A turnover of 2.33 billion shares worth N28.93 billion in 25,530 deals were traded in the week by investors on the floor of the Exchange in contrast to a total of 2.44 billion shares valued at N36.67 billion that exchanged hands last week in 26,712 deals.
Trading in the three equities namely; Zenith International Bank Plc, Access Bank Plc and Fidelity Bank Plc measured by volume accounted for 664.39 million shares worth N10.66 billion in 6,429 deals, contributing 28.54% and 36.85% to the total equity’s volume and value respectively.

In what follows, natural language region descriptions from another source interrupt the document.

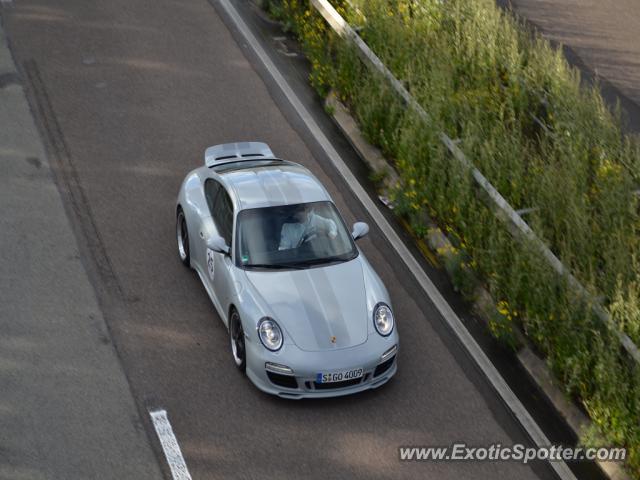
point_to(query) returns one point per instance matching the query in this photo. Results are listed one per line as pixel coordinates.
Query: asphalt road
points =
(128, 94)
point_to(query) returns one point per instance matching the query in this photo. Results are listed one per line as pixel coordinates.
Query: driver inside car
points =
(306, 225)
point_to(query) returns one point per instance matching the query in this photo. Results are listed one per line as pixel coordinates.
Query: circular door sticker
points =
(210, 262)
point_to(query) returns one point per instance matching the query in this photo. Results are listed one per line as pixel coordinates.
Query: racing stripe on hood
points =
(317, 293)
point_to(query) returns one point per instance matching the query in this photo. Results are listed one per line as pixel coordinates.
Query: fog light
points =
(277, 368)
(389, 353)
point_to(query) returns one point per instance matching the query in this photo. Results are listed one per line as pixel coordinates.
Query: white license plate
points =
(339, 376)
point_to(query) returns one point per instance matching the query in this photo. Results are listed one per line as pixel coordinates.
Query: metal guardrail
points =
(503, 210)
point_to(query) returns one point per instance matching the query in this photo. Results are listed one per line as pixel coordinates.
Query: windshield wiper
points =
(318, 261)
(274, 266)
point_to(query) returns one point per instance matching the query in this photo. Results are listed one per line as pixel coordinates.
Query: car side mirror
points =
(218, 244)
(360, 229)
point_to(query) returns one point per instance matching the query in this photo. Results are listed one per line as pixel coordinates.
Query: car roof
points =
(270, 183)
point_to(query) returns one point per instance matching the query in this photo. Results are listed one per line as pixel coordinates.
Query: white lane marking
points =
(489, 370)
(172, 452)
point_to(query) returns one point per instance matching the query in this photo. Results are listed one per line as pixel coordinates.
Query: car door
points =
(219, 265)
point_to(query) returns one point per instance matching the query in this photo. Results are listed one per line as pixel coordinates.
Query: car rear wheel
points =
(182, 236)
(236, 337)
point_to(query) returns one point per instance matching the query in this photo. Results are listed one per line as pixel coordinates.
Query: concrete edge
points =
(483, 303)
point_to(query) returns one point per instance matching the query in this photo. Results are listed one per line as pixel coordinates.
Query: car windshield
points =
(292, 236)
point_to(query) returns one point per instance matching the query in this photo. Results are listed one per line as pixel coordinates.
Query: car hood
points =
(321, 308)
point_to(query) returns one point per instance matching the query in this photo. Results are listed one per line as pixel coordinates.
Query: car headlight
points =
(383, 319)
(270, 334)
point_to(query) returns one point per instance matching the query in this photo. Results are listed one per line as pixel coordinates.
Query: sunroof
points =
(243, 164)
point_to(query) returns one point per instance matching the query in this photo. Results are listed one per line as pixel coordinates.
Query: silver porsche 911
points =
(306, 313)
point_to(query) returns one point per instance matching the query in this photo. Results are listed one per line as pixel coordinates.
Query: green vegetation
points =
(542, 139)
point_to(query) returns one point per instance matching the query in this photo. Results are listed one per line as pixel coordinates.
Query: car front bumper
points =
(306, 366)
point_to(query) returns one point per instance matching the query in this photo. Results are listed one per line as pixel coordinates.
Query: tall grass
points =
(543, 139)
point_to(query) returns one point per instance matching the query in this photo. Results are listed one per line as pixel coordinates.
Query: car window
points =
(221, 208)
(223, 215)
(298, 235)
(211, 189)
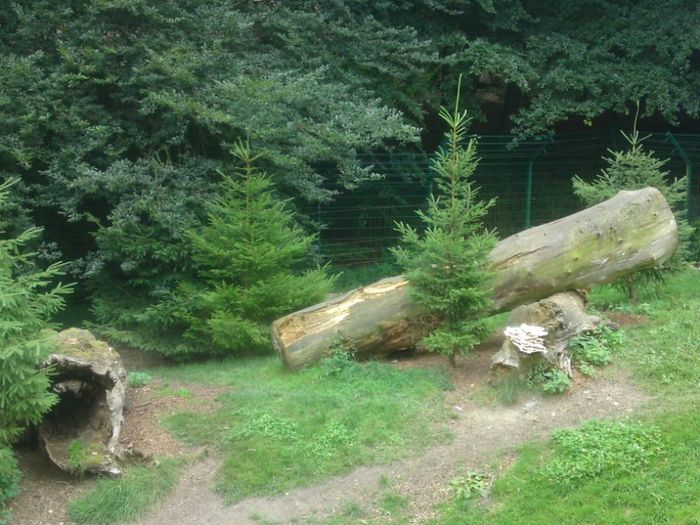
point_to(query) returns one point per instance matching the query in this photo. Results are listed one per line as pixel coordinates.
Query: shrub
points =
(27, 301)
(632, 170)
(600, 447)
(469, 486)
(251, 260)
(446, 264)
(9, 480)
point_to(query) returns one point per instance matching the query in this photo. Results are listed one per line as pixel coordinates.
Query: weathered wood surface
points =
(561, 316)
(631, 231)
(81, 432)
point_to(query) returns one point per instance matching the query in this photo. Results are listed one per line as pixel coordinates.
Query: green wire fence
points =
(531, 181)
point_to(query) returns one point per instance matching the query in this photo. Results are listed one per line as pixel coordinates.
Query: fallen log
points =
(543, 330)
(81, 432)
(631, 231)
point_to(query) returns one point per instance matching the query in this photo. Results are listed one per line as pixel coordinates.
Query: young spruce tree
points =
(252, 259)
(446, 265)
(27, 301)
(634, 169)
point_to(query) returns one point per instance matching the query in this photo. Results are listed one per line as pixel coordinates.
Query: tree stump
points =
(543, 330)
(81, 432)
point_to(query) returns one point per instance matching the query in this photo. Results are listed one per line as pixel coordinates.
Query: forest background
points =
(117, 115)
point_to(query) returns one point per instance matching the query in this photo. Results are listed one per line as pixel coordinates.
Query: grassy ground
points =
(125, 499)
(279, 430)
(642, 473)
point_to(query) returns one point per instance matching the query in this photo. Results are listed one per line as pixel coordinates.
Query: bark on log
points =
(81, 432)
(561, 317)
(631, 231)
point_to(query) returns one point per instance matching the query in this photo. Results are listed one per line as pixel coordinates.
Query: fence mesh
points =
(531, 181)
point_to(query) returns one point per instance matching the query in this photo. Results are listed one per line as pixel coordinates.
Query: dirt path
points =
(481, 434)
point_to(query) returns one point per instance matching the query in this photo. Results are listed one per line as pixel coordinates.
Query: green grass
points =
(279, 430)
(127, 498)
(626, 486)
(611, 473)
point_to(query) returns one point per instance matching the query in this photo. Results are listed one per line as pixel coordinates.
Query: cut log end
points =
(632, 231)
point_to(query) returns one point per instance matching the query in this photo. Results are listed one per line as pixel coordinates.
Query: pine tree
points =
(633, 169)
(27, 302)
(252, 259)
(446, 265)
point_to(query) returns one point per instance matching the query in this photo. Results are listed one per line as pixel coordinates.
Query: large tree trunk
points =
(631, 231)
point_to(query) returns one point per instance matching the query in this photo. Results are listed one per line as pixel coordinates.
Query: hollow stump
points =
(81, 432)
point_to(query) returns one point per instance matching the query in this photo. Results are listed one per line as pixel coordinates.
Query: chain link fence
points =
(531, 181)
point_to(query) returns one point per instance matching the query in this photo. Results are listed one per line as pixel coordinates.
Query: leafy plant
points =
(138, 379)
(598, 447)
(28, 299)
(446, 264)
(595, 348)
(84, 456)
(472, 484)
(9, 481)
(340, 358)
(555, 382)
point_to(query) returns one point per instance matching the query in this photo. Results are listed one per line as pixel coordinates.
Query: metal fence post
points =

Thirty-three (33) equities appreciated in price during the week, higher than twenty-five (25) of the previous week. Forty-nine (49) equities depreciated in price, lower than sixty (60) equities of the previous week, while eighty-nine (89) equities remained unchanged higher than eighty-six (86) equities recorded in the preceding week
Outlook for the new week ending March 30th, 2018
We are in the last week of March and first quarter of 2018. Expectedly, there will be a significant rebalancing of portfolios by fund managers. This may likely lead to increased profit taking activity. We expect this to be a drag in the market space this week. Regardless of the above considerations, existing economic data and strong earnings’ reports could be a rallying point for the market this week. By and large, we expect a quiet close.
In the meantime, we strongly advise investors to take a keen interest on firms’ fundamentals before taking an investment position on such firms. We equally advise on taking a medium-long term view of the market.